Ucapan Jani berhasil menarik perhatian Ares dan juga Jia. “Apa? Kenapa?” tanya Ares dengan pandangan sayu. Lelaki itu setengah mabuk, pipinya bahkan memerah. “Ini masih sore!”
“Terserah, kalau kamu tidak mau pulang, biar aku pulang sendiri.” Jani berbalik badan, bukan bermaksud menggertak tetapi benar-benar akan melakukannya. Jani sudah merelakan dirinya menjadi sosok yang seolah tidak kasat mata selama beberapa jam belakangan. Dan Jani rasa itu sudah cukup sekarang. “Dan aku tidak akan menutup-nutupi soal ini kalau nanti Eyang Uti bertanya.”
Seperti tersambar petir, Ares seolah langsung mendapatkan kesadarannya. Hanya mendengar Eyang Uti disebut, tubuh Ares rasanya seperti baru saja disiram air es. “Jani, wait!” Ares bergegas pergi, meninggalkan Jia begitu saja seorang diri.
Ketika tiba di parkiran, Ares masih sedikit pusing. Bahkan lelaki itu kesulitan mengeluarkan kunci mobil dari kantung celananya. Hingga kemduian Jani merebut kunci itu dari tangan Ares, masih dengan ekspresi datarnya.

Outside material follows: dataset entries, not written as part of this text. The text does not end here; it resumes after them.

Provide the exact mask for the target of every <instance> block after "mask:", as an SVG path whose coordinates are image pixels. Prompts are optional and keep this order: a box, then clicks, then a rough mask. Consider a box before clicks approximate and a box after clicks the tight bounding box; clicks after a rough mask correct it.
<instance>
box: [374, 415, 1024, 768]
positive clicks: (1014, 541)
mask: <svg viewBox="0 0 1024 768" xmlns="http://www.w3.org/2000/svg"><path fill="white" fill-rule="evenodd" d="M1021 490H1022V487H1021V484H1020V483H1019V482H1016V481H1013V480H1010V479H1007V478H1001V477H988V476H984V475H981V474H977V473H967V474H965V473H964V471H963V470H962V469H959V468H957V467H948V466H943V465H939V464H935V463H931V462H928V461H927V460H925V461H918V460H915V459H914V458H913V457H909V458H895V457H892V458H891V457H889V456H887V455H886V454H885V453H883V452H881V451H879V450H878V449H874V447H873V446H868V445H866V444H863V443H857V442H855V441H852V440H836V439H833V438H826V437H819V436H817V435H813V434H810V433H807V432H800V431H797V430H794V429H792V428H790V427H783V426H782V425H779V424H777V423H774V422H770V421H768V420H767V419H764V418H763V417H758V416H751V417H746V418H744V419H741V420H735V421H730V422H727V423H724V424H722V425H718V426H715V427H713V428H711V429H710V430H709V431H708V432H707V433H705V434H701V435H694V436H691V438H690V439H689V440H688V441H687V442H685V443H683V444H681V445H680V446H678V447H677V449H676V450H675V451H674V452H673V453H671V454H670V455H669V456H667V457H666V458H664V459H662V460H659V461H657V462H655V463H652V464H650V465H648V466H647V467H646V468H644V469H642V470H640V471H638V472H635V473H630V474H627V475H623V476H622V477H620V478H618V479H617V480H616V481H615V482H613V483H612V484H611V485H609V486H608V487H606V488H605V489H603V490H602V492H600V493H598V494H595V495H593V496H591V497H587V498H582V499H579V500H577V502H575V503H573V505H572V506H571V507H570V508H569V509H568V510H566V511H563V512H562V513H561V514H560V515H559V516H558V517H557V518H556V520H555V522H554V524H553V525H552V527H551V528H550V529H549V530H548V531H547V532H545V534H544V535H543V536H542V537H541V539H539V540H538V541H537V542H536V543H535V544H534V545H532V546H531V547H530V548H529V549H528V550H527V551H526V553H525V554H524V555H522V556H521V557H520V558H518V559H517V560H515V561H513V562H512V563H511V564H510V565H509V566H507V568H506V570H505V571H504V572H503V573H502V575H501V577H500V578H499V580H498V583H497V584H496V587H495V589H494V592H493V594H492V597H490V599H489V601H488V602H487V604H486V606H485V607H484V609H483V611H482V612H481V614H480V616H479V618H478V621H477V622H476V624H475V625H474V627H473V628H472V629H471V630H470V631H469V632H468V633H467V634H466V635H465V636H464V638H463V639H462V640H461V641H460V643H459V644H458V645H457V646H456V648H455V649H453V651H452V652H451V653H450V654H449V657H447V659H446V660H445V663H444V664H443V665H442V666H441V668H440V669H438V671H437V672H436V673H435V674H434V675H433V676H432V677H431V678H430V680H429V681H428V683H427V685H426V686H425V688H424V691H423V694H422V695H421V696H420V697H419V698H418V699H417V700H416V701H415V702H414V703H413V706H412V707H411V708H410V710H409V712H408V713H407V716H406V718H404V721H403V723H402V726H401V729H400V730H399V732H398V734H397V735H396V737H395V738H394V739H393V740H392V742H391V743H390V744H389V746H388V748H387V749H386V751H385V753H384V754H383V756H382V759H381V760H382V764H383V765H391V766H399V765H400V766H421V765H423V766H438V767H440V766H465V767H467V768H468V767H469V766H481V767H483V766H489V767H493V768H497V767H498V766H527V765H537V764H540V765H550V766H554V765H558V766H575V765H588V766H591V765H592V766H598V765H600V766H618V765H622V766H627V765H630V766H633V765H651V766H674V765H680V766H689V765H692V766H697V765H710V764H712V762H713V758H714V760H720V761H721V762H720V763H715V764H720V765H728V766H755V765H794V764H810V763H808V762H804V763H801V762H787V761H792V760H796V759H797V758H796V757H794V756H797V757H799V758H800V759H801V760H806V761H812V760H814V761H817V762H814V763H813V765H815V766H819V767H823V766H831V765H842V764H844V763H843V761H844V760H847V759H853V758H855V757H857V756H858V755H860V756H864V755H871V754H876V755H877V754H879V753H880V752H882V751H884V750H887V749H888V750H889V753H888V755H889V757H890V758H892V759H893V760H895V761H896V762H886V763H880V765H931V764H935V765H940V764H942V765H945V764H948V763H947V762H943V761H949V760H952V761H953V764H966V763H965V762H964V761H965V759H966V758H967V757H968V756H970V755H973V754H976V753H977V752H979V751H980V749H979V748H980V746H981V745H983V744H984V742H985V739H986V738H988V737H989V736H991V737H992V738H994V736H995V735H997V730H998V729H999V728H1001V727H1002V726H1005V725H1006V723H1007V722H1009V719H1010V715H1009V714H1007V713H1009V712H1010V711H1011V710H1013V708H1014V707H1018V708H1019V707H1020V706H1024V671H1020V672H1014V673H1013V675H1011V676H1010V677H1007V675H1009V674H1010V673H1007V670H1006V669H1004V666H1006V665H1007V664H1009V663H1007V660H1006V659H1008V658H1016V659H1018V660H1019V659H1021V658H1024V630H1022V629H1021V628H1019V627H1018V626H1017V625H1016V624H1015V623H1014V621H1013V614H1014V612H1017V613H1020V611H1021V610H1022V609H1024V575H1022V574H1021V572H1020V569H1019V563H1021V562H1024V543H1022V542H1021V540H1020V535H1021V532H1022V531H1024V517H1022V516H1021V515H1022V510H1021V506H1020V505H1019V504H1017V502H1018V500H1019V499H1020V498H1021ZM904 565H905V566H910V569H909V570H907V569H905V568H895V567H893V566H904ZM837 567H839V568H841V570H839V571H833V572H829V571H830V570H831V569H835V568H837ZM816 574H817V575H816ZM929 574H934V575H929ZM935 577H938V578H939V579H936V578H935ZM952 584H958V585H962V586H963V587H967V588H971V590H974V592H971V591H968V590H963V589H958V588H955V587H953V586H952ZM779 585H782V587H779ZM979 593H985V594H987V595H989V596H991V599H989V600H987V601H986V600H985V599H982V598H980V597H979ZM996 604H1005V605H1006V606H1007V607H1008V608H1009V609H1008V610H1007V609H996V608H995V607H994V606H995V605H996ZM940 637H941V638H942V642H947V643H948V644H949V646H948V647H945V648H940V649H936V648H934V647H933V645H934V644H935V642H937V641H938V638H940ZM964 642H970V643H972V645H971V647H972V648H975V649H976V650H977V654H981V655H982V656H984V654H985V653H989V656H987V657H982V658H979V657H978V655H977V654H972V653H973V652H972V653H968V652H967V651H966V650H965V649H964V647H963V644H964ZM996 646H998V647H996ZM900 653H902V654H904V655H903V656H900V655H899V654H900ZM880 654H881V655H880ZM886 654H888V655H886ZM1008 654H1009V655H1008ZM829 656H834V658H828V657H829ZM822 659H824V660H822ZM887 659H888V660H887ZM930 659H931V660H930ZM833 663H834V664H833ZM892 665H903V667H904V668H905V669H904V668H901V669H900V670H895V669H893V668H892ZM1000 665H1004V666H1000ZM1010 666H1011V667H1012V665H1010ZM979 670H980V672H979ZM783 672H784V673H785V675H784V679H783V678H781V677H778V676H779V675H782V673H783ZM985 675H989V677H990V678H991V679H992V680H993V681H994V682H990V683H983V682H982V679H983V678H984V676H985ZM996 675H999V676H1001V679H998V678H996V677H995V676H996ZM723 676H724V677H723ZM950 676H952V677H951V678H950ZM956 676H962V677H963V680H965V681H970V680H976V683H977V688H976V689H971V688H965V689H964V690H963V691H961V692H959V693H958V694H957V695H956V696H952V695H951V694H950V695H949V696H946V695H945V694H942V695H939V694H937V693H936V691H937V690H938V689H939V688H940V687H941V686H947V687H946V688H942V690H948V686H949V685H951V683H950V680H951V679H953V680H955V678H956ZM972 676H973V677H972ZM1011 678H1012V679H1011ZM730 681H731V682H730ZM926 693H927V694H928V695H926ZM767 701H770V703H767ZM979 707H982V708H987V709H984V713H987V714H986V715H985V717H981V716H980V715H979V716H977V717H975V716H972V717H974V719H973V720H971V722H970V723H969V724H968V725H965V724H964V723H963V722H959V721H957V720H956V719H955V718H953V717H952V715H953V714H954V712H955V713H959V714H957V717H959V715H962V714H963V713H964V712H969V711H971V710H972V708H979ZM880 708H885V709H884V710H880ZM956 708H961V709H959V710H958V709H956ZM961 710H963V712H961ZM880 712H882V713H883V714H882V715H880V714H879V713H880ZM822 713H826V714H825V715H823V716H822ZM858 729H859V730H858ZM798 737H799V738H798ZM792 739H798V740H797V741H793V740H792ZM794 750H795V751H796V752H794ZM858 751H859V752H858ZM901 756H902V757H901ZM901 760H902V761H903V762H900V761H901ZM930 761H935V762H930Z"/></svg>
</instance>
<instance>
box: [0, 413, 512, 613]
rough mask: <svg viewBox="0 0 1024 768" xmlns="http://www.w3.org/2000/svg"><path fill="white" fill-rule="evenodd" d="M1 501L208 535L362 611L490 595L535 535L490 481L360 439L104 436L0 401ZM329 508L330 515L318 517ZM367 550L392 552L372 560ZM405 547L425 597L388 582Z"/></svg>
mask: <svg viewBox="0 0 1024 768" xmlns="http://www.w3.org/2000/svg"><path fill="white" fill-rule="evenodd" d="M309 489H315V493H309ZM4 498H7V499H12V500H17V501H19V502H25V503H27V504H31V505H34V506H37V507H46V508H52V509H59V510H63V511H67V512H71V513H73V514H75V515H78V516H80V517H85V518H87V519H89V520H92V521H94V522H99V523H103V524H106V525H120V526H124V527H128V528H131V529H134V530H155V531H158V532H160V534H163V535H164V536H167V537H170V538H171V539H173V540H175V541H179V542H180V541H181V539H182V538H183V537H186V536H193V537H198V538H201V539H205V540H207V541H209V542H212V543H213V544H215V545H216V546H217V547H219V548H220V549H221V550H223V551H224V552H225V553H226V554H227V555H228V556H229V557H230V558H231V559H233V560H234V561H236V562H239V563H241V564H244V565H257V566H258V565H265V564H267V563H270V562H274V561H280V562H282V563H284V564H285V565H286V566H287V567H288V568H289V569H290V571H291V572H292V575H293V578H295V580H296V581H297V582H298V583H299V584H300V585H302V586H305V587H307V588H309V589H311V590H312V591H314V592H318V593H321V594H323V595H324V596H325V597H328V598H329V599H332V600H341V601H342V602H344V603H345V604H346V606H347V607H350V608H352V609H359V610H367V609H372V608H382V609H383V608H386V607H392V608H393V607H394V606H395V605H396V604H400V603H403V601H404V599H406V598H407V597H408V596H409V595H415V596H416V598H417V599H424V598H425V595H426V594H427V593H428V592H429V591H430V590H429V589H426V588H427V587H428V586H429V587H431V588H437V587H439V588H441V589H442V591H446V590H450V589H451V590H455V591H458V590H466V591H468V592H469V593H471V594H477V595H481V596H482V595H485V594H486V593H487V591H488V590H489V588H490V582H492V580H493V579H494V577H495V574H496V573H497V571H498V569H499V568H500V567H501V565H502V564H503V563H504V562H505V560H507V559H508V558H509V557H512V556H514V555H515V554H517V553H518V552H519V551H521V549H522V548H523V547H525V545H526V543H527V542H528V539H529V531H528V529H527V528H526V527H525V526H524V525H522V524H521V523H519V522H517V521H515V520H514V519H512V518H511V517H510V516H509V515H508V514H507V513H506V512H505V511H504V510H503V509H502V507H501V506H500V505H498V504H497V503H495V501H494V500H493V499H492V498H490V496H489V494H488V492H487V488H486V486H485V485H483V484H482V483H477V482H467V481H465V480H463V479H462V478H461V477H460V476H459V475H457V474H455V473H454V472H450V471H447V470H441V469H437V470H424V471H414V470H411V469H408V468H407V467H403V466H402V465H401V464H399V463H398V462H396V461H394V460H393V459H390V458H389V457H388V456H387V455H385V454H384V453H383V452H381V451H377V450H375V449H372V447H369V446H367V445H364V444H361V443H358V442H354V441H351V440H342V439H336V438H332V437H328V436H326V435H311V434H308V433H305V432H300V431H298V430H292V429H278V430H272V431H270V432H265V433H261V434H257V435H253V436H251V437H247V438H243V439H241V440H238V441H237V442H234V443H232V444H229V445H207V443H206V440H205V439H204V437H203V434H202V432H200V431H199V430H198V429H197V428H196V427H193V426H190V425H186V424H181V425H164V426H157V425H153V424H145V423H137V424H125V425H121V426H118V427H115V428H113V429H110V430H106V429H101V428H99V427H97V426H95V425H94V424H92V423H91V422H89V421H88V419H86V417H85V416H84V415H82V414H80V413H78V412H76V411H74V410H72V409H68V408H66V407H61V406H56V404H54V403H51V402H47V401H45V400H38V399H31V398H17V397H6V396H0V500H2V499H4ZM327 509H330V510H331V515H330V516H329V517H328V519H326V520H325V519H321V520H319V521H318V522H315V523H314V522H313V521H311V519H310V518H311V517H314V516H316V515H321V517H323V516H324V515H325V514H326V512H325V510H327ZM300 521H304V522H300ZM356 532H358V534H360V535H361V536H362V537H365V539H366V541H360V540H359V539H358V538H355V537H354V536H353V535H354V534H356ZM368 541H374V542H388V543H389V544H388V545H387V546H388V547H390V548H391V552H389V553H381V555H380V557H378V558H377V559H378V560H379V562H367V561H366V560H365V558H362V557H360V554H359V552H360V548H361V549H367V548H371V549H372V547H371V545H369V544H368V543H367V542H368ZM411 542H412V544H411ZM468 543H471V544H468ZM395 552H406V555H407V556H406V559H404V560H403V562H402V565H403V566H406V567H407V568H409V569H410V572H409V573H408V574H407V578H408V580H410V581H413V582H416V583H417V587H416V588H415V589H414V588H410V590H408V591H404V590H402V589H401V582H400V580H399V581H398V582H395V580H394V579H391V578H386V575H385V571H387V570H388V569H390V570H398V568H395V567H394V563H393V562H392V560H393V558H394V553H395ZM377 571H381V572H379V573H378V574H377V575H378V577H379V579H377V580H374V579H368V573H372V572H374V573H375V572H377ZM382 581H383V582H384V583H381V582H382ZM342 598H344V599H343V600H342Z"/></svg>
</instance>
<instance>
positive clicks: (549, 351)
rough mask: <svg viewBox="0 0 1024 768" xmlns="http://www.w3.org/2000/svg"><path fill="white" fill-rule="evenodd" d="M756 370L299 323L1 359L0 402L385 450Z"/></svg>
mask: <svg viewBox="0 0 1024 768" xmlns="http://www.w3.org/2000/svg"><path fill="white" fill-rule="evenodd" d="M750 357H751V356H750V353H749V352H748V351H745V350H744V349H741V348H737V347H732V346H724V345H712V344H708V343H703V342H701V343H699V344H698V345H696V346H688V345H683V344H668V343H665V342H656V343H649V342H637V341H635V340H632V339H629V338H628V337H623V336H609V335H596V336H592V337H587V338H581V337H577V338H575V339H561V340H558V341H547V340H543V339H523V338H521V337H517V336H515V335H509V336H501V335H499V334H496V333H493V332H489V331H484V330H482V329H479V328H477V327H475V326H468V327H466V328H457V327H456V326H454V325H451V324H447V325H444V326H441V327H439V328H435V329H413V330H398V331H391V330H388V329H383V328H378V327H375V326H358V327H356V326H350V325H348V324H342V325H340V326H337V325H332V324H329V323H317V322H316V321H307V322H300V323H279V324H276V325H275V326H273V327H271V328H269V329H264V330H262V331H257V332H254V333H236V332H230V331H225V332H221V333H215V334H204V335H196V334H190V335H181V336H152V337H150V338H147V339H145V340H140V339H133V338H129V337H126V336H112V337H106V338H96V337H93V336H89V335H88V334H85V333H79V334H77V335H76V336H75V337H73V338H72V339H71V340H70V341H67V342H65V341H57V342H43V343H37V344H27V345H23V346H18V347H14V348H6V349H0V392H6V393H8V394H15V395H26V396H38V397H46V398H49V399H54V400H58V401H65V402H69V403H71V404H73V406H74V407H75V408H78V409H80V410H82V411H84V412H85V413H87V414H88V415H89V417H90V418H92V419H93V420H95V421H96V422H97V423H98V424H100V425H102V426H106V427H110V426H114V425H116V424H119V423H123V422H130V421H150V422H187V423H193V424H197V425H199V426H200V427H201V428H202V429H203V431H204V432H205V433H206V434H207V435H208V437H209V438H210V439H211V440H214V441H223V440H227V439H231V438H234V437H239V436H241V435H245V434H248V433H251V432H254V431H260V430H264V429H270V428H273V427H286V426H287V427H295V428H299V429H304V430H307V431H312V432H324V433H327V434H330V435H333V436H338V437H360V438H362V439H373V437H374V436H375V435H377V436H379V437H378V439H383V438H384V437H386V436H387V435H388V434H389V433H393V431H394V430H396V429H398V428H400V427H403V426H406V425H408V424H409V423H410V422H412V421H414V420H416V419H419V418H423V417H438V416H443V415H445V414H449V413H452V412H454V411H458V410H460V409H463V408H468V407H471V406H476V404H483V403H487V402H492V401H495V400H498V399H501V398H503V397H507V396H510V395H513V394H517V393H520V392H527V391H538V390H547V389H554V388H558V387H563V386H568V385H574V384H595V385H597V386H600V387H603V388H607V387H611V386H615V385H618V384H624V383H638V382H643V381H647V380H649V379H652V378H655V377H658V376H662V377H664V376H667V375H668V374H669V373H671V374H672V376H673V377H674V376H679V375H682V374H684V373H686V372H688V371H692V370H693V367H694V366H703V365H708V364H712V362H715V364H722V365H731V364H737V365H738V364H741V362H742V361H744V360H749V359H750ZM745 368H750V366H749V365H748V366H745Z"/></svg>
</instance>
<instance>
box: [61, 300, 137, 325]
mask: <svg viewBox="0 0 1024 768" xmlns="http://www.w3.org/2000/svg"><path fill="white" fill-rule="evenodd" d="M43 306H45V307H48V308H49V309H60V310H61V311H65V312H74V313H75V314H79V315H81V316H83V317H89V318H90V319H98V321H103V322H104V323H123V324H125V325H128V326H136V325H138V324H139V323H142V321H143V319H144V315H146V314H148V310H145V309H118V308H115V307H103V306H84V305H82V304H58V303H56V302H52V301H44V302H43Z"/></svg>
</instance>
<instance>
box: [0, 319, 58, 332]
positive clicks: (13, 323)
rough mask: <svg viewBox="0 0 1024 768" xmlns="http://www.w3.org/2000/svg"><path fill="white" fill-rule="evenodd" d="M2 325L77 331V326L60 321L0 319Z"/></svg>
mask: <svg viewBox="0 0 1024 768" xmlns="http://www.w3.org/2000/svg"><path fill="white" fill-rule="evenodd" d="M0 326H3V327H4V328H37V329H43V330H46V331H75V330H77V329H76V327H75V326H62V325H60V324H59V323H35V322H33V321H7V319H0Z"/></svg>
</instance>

“Masuk!” Jani berkata dengan nada dingin. Yang anehnya dengan patuh dituruti oleh Ares detik itu juga. Jika dalam keadaan normal, Ares pasti tidak terima dirinya dikontrol oleh Jani. Mabuk dan rasa paniknya akan kemungkinan Jani mengadu pada Eyang Uti membuat Ares berubah menjadi anak baik saat ini.
Mata Ares terpejam saat ia dapat menghirup aroma tubuh Jani yang sama seperti malam itu. Sangat dekat di hidungnya sampai-sampai Ares mengira bahwa Jani berada di hadapannya, sangat dekat…
“s**t!” Ares menutup mulutnya begitu sadar ia baru saja menempelkan bibirnya ke perpotongan leher dan rahang Jani saat perempuan itu sedang memakaikannya seatbelt. “So—sorry gue nggak—”
Jani tidak menyahut dan dengan cepat menegakkan tubuhnya untuk kemudian menjalankan mobil.
Perjalanan terasa lebih hening dibanding saat mereka berangkat tadi.
Sejak awal pertemuannya dengan Jani, Ares selalu mengganggu perempuan itu. Tetapi tidak ada satupun hari di mana Ares merasa bersalah atas apa yang sudah ia lakukan pada Jani hanya demi membuat perempuan itu kesal dan bereaksi.
Tapi rupanya malam ini menjadi pengecualian. Padahal, apa yang Ares lakukan di club tadi sama sekali tidak bermaksud untuk mengganggu Jani. Tapi entah kenapa, hanya perasaan bersalah yang tengah menyelimuti hatinya saat ini.